じゃあ、あの時一緒にいたオメガは、何か実験のために一緒にいるとでも言うのか。
「なぁ、最後に訊いてもいいか」
「聞いてあげてもいいけど?」
「⋯⋯お前があの時一緒にいた女子はオメガだろう。散々オメガのことを嫌っておいて、そばにいさせる理由はなんだ。
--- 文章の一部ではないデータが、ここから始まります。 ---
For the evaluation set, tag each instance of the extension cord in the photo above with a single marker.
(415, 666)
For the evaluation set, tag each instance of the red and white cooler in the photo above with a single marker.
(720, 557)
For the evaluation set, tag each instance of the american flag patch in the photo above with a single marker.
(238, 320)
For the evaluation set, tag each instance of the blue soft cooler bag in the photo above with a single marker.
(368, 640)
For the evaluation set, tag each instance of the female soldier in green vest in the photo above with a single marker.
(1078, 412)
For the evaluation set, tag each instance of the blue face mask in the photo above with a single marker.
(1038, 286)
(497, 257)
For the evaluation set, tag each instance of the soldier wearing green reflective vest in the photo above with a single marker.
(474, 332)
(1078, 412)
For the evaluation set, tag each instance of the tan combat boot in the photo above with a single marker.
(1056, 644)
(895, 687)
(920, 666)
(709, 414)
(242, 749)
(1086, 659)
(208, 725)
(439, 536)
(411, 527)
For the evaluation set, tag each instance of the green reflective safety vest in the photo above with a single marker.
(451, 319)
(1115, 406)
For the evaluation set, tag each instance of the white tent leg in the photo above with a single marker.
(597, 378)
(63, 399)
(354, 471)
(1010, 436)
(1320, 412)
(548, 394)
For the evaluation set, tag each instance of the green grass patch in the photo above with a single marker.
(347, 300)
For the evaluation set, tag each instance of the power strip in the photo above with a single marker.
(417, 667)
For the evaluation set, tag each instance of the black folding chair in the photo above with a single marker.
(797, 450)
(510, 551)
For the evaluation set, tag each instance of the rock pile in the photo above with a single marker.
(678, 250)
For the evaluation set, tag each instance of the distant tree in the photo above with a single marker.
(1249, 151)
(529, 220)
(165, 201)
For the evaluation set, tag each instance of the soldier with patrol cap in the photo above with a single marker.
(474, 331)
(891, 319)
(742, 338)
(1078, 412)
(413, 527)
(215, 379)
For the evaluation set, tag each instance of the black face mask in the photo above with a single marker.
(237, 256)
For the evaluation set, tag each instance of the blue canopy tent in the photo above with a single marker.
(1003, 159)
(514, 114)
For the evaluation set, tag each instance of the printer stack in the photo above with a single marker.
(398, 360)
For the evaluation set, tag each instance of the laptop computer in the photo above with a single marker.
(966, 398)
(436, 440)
何かの実験か?」
「あんたには関係ないでしょ」
背中を向けていた雅がぐるりと顔を向けた。
その表情は、激しい憎悪を煮えたぎらせており、思わずたじろいだ。
「その陳腐な質問をまた訊いてくるものなら、会社を潰すよりも恐ろしいことをしてやるから」
そう吐き捨て、今度こそ雅は踵を返した。
抑えきれない怒りが伝わってくる足音が聞こえなくなった時、深く息を吐いた。
あれほどまでに怒るとは思わなかった。
何がそこまで怒りに触れることだっただろうか。
雅とあの女子が出会った経緯も、仲良くしていることすら気軽に訊くことすらままならないが、首の皮一枚で繋がっている今の俊我は、そのようなことをいつまでも気にしているよりも、改めてしないといけない行動に移すのであった。